29. AI x piracy x data extraction

2023-05-16

It was interesting to see Anthropic launch a new 100K token context window for Claude last week. I wasn’t, however, super clear on how I might use this new large context window. Earlier today I stumbled on a great use case, though, that seems to always drive innovation: piracy.

Really simply, I wanted to read an article that was paywalled. I could see in the page’s source that the article content was loaded, but I couldn’t find where the paywall element was to remove it.
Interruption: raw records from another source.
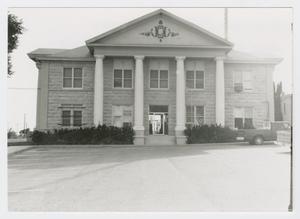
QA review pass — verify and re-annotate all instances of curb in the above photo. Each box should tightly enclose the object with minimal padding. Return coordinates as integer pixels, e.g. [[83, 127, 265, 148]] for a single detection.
[[7, 146, 36, 157]]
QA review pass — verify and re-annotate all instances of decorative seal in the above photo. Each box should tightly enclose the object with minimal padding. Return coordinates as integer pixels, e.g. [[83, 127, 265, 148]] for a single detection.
[[140, 20, 179, 42]]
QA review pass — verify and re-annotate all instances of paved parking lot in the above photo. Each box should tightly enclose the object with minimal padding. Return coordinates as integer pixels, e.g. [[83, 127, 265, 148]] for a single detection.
[[8, 144, 290, 211]]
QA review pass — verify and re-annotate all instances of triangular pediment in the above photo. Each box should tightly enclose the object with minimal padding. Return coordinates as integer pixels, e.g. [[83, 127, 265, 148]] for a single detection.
[[86, 9, 233, 47]]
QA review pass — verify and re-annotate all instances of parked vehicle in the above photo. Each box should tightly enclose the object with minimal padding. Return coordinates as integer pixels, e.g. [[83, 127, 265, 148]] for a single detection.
[[237, 121, 291, 145]]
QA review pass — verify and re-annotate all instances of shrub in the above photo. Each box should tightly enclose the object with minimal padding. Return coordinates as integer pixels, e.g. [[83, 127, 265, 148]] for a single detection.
[[31, 125, 134, 145], [184, 125, 237, 144]]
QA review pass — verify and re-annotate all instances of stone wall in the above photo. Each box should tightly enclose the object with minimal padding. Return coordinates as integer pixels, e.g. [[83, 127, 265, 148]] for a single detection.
[[43, 57, 272, 135]]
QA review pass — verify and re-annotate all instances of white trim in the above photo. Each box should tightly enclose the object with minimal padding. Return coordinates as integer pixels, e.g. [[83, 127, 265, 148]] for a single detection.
[[85, 9, 233, 47], [112, 58, 134, 90], [61, 107, 83, 128], [232, 69, 255, 94], [149, 68, 170, 90], [232, 106, 253, 130], [185, 104, 206, 125], [62, 66, 84, 90], [111, 104, 134, 127], [185, 69, 205, 91], [148, 58, 170, 91]]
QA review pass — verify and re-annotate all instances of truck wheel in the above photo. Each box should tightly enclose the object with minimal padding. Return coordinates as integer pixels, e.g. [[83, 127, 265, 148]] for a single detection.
[[253, 136, 264, 145]]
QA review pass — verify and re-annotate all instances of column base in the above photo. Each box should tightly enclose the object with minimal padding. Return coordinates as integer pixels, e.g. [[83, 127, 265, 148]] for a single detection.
[[133, 126, 145, 145], [176, 136, 186, 145], [133, 136, 145, 145]]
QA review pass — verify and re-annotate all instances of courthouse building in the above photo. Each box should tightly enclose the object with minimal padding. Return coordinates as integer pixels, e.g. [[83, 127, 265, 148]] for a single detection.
[[28, 9, 280, 144]]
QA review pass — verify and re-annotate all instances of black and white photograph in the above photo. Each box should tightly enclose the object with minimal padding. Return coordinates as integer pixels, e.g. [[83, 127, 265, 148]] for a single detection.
[[1, 0, 297, 217]]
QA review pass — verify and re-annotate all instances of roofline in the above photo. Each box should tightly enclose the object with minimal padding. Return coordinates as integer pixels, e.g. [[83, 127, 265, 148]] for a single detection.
[[224, 58, 283, 65], [85, 9, 234, 47], [89, 43, 232, 49], [27, 53, 95, 62]]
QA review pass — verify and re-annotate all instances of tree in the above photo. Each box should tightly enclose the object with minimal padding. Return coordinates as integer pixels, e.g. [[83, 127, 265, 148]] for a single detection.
[[19, 128, 30, 137], [273, 82, 283, 121], [7, 14, 24, 76]]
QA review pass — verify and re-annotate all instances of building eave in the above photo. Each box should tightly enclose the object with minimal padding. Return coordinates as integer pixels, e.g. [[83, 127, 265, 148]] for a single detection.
[[85, 9, 234, 48], [27, 54, 95, 62], [89, 43, 232, 50], [224, 58, 283, 65]]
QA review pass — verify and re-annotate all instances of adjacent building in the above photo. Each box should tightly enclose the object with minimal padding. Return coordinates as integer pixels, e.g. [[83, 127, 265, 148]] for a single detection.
[[281, 94, 293, 125], [28, 9, 280, 144]]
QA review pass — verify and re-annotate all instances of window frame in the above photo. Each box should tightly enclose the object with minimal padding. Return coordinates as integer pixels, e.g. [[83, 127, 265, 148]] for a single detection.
[[111, 104, 134, 127], [232, 106, 254, 130], [232, 69, 255, 94], [149, 68, 170, 90], [112, 67, 133, 90], [185, 69, 205, 90], [62, 66, 84, 90], [185, 105, 206, 126], [61, 108, 83, 128]]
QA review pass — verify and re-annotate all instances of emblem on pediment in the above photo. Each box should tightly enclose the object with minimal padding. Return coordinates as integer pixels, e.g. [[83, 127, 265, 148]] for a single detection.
[[140, 20, 179, 42]]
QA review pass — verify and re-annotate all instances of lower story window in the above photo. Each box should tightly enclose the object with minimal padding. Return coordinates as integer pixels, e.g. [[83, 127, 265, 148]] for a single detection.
[[73, 110, 82, 126], [186, 105, 204, 125], [62, 110, 82, 127], [112, 105, 133, 127], [62, 110, 71, 126], [233, 107, 254, 129]]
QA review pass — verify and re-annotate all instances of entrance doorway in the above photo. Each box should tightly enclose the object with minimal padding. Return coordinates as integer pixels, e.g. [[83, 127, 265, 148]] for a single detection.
[[148, 105, 168, 135]]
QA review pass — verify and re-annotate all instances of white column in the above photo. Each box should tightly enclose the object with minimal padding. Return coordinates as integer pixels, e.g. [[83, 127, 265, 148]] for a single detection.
[[133, 56, 144, 144], [94, 55, 104, 126], [215, 57, 225, 126], [175, 56, 185, 144]]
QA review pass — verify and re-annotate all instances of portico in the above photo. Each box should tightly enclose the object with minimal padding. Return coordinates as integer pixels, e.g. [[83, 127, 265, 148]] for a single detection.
[[94, 54, 225, 145]]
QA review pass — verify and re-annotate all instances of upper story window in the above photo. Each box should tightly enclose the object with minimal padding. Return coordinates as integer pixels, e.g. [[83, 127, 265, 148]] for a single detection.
[[62, 109, 82, 127], [63, 68, 83, 88], [150, 60, 169, 89], [186, 105, 204, 125], [186, 60, 204, 89], [233, 71, 253, 92], [113, 59, 133, 88], [112, 105, 133, 127]]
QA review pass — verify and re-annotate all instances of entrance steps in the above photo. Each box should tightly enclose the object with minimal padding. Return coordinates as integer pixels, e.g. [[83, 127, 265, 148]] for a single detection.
[[145, 135, 175, 145]]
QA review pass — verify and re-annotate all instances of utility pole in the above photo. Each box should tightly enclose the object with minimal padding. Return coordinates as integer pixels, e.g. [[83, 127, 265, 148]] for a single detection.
[[224, 8, 228, 40], [23, 113, 26, 130]]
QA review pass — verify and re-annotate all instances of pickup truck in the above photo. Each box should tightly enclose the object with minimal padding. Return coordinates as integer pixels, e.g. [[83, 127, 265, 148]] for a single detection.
[[236, 121, 291, 145]]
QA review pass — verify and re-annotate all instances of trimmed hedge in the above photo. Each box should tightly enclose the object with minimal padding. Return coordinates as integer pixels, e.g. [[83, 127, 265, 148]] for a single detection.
[[31, 125, 134, 145], [184, 125, 237, 144]]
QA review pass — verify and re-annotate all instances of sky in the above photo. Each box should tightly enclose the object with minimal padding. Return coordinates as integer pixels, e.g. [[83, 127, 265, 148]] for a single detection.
[[7, 8, 293, 131]]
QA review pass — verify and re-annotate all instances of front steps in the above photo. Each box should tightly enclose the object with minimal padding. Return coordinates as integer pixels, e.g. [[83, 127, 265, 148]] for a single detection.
[[145, 135, 176, 146]]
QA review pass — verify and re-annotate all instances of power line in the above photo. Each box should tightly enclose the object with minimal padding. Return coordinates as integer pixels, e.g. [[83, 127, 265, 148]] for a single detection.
[[7, 87, 40, 90]]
The article wasn’t that important, so I didn’t want to waste that many brain cycles on it, but I did wonder: Could Claude just… extract it for me?

So here’s what I did:

Opened a terminal and typed curl [url]

Copied the resulting output and pasted it into a new Claude chat window

Asked Claude to Please strip this html down to the main article text

After about a minute, the model printed the article contents

Now, it’s not clear this is “worth” the cost of the tokens or the parsing time, and it definitely wouldn’t work on all paywalls out there. But, it was a very easy solution to a problem I had.

If you squint, there’s a broader use case for parsing scraped outputs and fundamentally rethinking data extraction pipelines. More broadly, I'm sure there are many, many more piracy use cases that this and other AI features would greatly facilitate and accelerate.